Sound

1. Propagation of sound

1.1. Sound waves are produced when a vibrating object alternately pushes and pulls on the air adjacent to it, causing small but rapid changes in air pressure.

1.2. Consider a vibrating tuning fork, when the prongs move outwards, layers of air are pushed close together so that a compression of the air particles is formed. This disturbance of air layers is then passed from particle to particle, causing the compression to move outwards.

1.3. Consider a vibrating tuning fork, when the prongs move inwards, the air layers are pulled apart,causing decompression or rarefaction of the air particles. When the prongs move outwards again, a second compression forces the previous rarefaction away.

1.4. A series of compressions and rarefactions move away from the tuning fork at the speed of sound. However, the air particles themselve just vibrate back and forth about their original positions.

1.5. Sound is propagated in the form of longitudinal waves such that the particles of the meduim vibrate backwards and forwards in a direction parallel to the direction of propagation of the wave itself.

2. Speed of sound

2.1. Speed of sound in dry air at 0 degrees celsius is 330m/s

2.2. Air-346m/s

2.3. Hydrogen-1340m/s

2.4. Water-1500m/s

2.5. Flint Glass-4540m/s

2.6. Iron(steel)-5200m/s

2.7. Granite-5400m/s

3. Loudness and Amplitude

3.1. The more energy you put into the vibrating system, it will give rise to a larger amplitude of vibration and therefore a louder sound.
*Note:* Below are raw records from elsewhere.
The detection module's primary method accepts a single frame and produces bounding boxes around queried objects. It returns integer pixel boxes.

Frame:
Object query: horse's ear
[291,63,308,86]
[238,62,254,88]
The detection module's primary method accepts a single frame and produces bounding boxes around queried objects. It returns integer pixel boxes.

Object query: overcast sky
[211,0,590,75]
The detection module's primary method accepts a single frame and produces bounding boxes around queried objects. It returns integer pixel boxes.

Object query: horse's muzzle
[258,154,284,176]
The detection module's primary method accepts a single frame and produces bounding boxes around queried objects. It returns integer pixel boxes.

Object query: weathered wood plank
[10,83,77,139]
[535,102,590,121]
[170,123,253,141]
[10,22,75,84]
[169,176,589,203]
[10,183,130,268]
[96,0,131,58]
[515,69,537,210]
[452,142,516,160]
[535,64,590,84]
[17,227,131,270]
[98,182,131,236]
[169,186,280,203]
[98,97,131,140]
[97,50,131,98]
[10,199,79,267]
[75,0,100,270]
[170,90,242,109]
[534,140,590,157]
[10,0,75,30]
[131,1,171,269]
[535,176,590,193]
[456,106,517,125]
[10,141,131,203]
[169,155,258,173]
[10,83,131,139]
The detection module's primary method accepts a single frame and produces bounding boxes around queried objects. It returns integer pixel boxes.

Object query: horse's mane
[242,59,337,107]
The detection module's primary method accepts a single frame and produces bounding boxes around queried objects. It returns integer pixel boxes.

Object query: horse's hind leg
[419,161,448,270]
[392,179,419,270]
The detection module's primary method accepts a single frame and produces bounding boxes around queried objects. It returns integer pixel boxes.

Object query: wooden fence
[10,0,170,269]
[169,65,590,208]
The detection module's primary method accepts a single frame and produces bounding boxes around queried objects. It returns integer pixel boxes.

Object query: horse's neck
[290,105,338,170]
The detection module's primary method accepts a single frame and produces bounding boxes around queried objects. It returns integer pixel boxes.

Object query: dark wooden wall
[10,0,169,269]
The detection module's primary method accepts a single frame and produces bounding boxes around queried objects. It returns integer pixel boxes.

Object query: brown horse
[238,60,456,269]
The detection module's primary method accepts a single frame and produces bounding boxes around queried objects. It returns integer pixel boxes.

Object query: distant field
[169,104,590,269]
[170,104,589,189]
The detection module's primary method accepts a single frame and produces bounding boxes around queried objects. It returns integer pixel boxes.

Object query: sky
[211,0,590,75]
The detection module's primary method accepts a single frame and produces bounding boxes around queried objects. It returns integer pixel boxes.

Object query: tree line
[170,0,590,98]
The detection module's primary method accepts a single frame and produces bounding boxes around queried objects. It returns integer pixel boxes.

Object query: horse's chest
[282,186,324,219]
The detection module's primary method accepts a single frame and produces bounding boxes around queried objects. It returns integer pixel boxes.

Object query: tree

The greater the amplitude, the louder the sound.

4. Sound is a form of energy propagated from one point to another as a wave.Sound waves are longitudinal waves which are produced by the vibration of some objects.

5. Transmission of sound through a medium

5.1. Sound waves need a medium for transmission.

5.2. Compressions and rarefactions can be formed only if there is a material which can be compressed and stretched. Therefore, soudn cannot propagate through a vacuum.

5.3. The speed of sound differs in gases, liquids and solids. This is due to the differences in the strength of the inter-atomic forces and closeness of the atoms in the three states.

5.3.1. Compression and rarefactions propagate faster in denser media. Therefore, sound travels faster in liquids than in gases, and fastest in solids.

6. Audible frequencies

6.1. Humans can hear sounds between 20Hz and 20kHz.This range increases as we get older.

6.2. Sounds above the upper hearing limit are called ultrasound while sound below the lower hearing limit are called infrasound.

6.3. Animals have a different range of audible frequencies. Bats use echolocation, to find their prey.

7. Echo

7.1. A reflected sound that is heard after an interval of silence is called an echo.

7.2. If you cannot hear the echo because the reflected sound follows so closely behind the direct sound that the two cannot be heard as seperate sound, instead, the original sound just seems prolonged, it is called reverberation.

7.3. The reflecting wall must be 17m from the sound source for an echo to be heard by a person at the source.

8. Pitch and Loudness of sound

8.1. The property which distinguishes sound is known as pitch. The pitch of a note depends on its frequency. The higher the frequency of sound, the higher its pitch.

8.2. The long the string on stringed instruments, the lower the pitch.When more holes are close on a flute, the lower the pitch. Drums with smaller surfaces produce a higher pitch.